How this skill works

It inspects manifest.json and connector schema files in your work repo to determine available triggers, actions, and operation IDs. From the user request it extracts the trigger, actions, conditions, and data flow, then composes a Power Automate workflow JSON with connectionReferences and expression syntax.

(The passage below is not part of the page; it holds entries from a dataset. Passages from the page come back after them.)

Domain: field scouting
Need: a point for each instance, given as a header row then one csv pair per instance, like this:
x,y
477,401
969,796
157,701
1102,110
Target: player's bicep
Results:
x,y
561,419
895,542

Finally it packages the workflow into the solution structure and writes the solution ZIP to the generated directory for import.

When to use it

  • When you say “create flow”, “power automate”, or “automate workflow”
  • When you describe a business process to automate (emails, approvals, file handling)
  • When you need a deployable Flow JSON and solution package for import
  • When you want a template-based or custom flow built from repo connector schemas

Best practices

  • Keep the request explicit: name trigger, core actions, and any branching rules
  • Mention connectors or systems involved (SharePoint, Teams, Office365) so correct schemas are selected
  • Specify field mappings and important attributes (e.g., subject contains “urgent”, target folder name)
  • Review generated connectionReferences before import and map to live connections in your environment
  • Test flows in a sandbox before enabling in production

Example use cases

  • Email notification: send a Teams message when an incoming email subject contains “urgent”
  • Approval process: on SharePoint file creation, start approval and move file to approved/rejected folder
  • Scheduled report: run a recurrence, query Dataverse, format results and email a report
  • Webhook intake: When an HTTP request is received, parse payload, create SharePoint item and notify a channel

FAQ

Can this skill deploy flows directly into my Power Platform tenant?

No. It creates solution packages and Flow JSON. You must import the solution and map connection references in your environment.

What if connector schemas are missing or stale?

If manifest.json or connector schema files are missing or out of date, I will prompt you to run the export script at work and provide the updated files.